Die Herausforderungen, die sich aus der Festsetzung des Tankers ergeben, sind sowohl juristischer als auch ökologischer Natur. Lohmann, der zwischen 2022 und 2023 das Auswärtige Amt in Sanktionsfragen beriet, sieht in den Vorfällen eine neue Dimension für die Europäische Union. Die EU-Sanktionen gegen Russland, die als beispiellos in ihrem Umfang gelten, stehen im Kontrast zu den Erfahrungen der USA, die bereits erfolgreich Schiffe beschlagnahmt haben, als es um die Sanktionen gegen Iran und Nordkorea ging. Obwohl Lohmann glaubt, dass das Öl der „Eventin“ nicht beschlagnahmt, sondern möglicherweise Strafzahlungen für die Crew verhängt werden, bleibt die rechtliche Lage unklar.
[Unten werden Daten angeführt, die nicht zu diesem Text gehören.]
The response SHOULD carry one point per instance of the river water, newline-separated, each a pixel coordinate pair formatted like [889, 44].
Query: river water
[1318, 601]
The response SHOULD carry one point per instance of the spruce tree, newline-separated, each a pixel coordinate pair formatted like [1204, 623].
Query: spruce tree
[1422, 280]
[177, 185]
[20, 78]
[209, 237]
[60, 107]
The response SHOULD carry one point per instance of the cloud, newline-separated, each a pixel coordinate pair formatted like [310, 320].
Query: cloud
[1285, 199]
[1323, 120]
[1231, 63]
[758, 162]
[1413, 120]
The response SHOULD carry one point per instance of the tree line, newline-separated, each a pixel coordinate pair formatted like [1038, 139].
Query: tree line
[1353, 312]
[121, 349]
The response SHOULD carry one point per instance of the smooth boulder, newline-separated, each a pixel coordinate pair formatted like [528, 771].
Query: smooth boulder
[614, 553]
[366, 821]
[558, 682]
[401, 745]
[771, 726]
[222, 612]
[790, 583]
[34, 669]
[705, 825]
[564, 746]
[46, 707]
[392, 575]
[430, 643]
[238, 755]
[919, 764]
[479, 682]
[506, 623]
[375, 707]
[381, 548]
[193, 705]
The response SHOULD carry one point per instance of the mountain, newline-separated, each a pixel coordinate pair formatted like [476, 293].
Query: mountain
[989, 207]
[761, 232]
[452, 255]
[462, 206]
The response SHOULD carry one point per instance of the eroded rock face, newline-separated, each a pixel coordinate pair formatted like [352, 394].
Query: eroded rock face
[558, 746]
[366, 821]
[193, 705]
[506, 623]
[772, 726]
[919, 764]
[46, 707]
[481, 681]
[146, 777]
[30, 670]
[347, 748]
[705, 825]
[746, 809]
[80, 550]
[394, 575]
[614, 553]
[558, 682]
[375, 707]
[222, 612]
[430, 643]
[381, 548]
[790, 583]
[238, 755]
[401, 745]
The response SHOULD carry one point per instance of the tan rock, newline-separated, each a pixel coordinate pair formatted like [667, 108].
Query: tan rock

Herausforderungen und rechtliche Grauzonen
Experten sind sich einig, dass die Schattenflotte Russlands floriert und sich kontinuierlich vergrößert, auch als Reaktion auf bestehende und neue westliche Sanktionen. Laut n-tv ist die Schattenflotte vor allem in der Lage, Rohöl über Pipelines und Tanker zu exportieren. Diese Flotte spielt eine bedeutende Rolle für den Export nach China und Indien, während neue US-Sanktionen 183 Öltanker und bedeutende Ölkonzerne wie Gazprom Neft und Surgutneftegaz ins Visier nehmen.
Die aktuelle Situation ist nicht nur problematisch aus ökologischer Sicht, sondern auch auf wirtschaftlicher Ebene. Die Sanktionen drängen die Gewinne Russlands erheblich und führen zu steigenden Kosten. Alexandra Prokopenko, eine ehemalige Beraterin der russischen Zentralbank, betont, dass Russland die Herausforderung hat, seine Exporte anzupassen und gleichzeitig unter den Druck der westlichen Sanktionen zu leiden. In der Folge zeigt sich eine schwindende Handlungsfähigkeit, während China und Indien an Einfluss gewinnen und zunehmend günstigere Preise für russisches Öl aushandeln.
Langfristige Implikationen für Russland
Die Auswirkungen der Sanktionen auf die russische Wirtschaft sind unverkennbar. Trotz eines Anstiegs der öl- und gaskompromittierten Einnahmen, die 2024 um 26% auf 11,13 Billionen Rubel gestiegen sind, kommt es aufgrund niedrigerer Ölpreise und sinkender Gasexporte zu einem Rückgang der Einnahmen in 2023 um 24%. Tagesschau hebt hervor, dass die militärischen Ausgaben auch bei einem möglichen Waffenstillstand weiter steigen könnten. Diese Situation ist besonders prekär, da sie mit einem Arbeitskräftemangel in Russland einhergeht, der die wirtschaftliche Stabilität weiter gefährdet.
Insgesamt zeigt sich eine komplexe Landschaft, in der ökologische, ökonomische und politische Überlegungen eine zentrale Rolle spielen. Die Schattenflotte und die Umgehung von Sanktionen sind dabei nicht nur Herausforderungen für die Euroatlantische Gemeinschaft, sondern auch für die globalen Energiemärkte und die geopolitische Stabilität.